El distrito portuario utilizará un ladrillo obtenido del lecho del Guadalquivir

El ladrillo liderará la recuperación del patrimonio portuario en Sevilla

En un movimiento que promete ser revolucionario, el ladrillo ha sido anunciado como el principal protagonista en la recuperación de los edificios patrimoniales que conformarán el nuevo distrito portuario de Sevilla. Este proyecto, liderado por la Autoridad Portuaria, tiene como objetivo principal «conservar y proyectar» la memoria portuaria, según declaraciones de su presidente, Rafael Carmona.

La iniciativa, que figura como parte esencial del Plan Especial del Puerto de Sevilla, buscará cambiar los usos portuarios en favor de nuevos usos administrativos, empresariales y culturales, además de crear espacios verdes que contribuyan al paisaje urbano. El proyecto también implica el traslado de la zona portuaria hacia el Sur.

Un distrito bioclimático y la eliminación del hormigón

Como parte de su visión innovadora, la Autoridad Portuaria busca implementar un enfoque «bioclimático» para el distrito, lo que significa una importante reducción en el uso de hormigón y una mayor presencia del ladrillo. El objetivo con este enfoque es evocar el espíritu de la Exposición Iberoamericana de 1929 y rendir homenaje al famoso arquitecto Aníbal González, al recuperar naves y tinglados históricos.

El ladrillo, en sus diversas formas, será el principal material utilizado en este proyecto. Se prevé la recuperación de los ladrillos de Gerena presentes en tinglados como el del muelle de Tablada, así como el uso de un nuevo tipo de ladrillo que se producirá a partir de los sedimentos provenientes del dragado del Guadalquivir.
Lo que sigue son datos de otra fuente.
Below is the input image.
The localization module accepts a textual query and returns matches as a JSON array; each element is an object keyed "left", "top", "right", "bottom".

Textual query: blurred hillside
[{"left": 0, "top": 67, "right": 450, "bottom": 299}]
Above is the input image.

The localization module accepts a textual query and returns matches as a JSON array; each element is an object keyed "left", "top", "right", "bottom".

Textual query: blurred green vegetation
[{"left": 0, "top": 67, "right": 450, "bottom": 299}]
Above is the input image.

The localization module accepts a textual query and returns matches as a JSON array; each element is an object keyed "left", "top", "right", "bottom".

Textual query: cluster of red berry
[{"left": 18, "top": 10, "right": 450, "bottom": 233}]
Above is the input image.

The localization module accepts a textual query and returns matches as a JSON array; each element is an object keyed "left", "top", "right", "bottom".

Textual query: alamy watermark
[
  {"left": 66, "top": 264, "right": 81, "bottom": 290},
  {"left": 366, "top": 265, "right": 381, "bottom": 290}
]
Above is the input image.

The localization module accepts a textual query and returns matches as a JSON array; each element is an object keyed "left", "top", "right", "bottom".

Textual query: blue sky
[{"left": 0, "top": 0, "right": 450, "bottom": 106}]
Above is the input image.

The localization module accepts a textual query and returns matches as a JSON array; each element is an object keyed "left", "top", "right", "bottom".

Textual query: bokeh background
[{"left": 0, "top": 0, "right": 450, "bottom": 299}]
La utilización de estos ladrillos de sedimentos, que se destinarán a la «rehabilitación de las naves y el acerado bioclimático», promete un acabado reminiscente de la icónica Plaza de España. El proyecto busca una integración armónica de la modernidad y la tradición, respetando la historia portuaria de Sevilla mientras se abre paso a nuevos usos y espacios.

Este ambicioso proyecto marcará un antes y un después en el paisaje urbano de Sevilla. Con su enfoque bioclimático y su compromiso con la preservación del patrimonio, el nuevo distrito portuario promete convertirse en un hito de la ciudad, un espacio donde el pasado y el futuro se encuentren y convivan en armonía.